With the exception of Sam and Mikaela, in fact, humans seem like afterthoughts in “Revenge.”
Agent Simmons (John Tuturro), a once-powerful government spook reduced to working at his mom’s deli, is present solely as an object of mockery.
He sports tiny tighty-whities and what one character calls a “pubic hair afro.” He raves about alien conspiracies. He makes cracks about dangling robot testicles.
Robot balls? Why, that’s about as funny as potty humor, marijuana-crazed moms and jive-talking Transformer twins.
Michael Bay reportedly described the tone of “Transformers: Revenge of the Fallen” as “Ben-Hur” meets “Apocalypse Now.”
That’s true, if you combined the slowest, dustiest parts of William Wyler’s sword-and-sandal saga with the most bizarre elements of Francis Ford Coppola’s Vietnam War epic.

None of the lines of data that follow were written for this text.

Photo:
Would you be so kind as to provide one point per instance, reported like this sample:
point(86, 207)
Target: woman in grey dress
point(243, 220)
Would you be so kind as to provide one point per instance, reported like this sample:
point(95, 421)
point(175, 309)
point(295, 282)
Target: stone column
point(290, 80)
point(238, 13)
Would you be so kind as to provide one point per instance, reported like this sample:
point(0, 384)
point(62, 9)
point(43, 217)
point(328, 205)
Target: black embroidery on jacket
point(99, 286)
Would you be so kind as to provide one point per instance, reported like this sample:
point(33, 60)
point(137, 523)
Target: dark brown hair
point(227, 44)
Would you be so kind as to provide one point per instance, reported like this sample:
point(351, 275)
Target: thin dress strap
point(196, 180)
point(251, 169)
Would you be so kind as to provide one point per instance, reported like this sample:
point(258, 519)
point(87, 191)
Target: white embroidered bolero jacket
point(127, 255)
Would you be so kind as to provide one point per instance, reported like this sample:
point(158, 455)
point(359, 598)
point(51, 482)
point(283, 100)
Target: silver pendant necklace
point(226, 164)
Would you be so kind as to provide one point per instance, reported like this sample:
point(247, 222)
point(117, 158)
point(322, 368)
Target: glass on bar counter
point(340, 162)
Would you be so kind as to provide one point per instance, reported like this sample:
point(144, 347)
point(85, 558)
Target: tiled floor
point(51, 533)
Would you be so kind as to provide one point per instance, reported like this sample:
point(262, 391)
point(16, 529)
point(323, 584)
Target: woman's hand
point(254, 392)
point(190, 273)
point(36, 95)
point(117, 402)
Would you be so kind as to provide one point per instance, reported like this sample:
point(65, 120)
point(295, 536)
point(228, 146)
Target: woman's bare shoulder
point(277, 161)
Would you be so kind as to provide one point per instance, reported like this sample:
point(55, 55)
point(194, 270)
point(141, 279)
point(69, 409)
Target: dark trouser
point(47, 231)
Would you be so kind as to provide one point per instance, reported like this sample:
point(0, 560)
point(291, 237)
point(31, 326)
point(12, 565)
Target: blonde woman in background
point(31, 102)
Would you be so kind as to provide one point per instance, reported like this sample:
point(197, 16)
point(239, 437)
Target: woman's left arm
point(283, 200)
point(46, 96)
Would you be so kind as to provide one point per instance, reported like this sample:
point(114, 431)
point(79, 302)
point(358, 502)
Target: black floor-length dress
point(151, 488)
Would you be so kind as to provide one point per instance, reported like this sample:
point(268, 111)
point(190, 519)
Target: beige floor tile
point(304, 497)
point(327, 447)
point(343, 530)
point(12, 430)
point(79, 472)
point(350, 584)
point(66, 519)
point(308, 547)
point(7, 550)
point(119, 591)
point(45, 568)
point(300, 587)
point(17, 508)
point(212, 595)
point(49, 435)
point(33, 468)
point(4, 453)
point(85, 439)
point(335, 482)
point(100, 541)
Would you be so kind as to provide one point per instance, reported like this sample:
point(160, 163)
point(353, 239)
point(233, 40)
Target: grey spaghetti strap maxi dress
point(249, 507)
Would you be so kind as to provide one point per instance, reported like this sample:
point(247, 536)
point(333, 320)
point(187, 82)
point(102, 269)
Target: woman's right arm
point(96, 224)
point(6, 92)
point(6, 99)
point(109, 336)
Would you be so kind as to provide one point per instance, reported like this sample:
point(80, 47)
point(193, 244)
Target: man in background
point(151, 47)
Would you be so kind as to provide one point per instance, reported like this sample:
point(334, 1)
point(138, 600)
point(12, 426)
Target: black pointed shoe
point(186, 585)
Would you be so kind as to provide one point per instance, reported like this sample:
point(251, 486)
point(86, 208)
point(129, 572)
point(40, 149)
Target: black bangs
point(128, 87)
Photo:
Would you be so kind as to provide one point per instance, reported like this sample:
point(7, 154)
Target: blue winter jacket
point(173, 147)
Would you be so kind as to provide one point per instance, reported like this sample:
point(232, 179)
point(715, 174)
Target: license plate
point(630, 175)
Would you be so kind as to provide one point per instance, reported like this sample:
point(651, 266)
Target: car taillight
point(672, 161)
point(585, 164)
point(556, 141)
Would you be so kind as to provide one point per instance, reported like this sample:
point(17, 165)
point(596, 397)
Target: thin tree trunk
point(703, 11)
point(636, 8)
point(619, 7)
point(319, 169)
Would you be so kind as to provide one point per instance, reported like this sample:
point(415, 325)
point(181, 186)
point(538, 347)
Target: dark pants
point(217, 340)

But why in the world would you want to do that?



The Man from Moqui :
Date: July 7, 2009 @ 7:56 am
I can’t believe I’m writing this, but can we have some character development in our action movies, pleeze!
Masked Avenger :
Date: July 10, 2009 @ 11:44 am
Roger Ebert described “Transformers: Revenge of the Fallen” as “a horrible experience of unbearable length.” Ouch.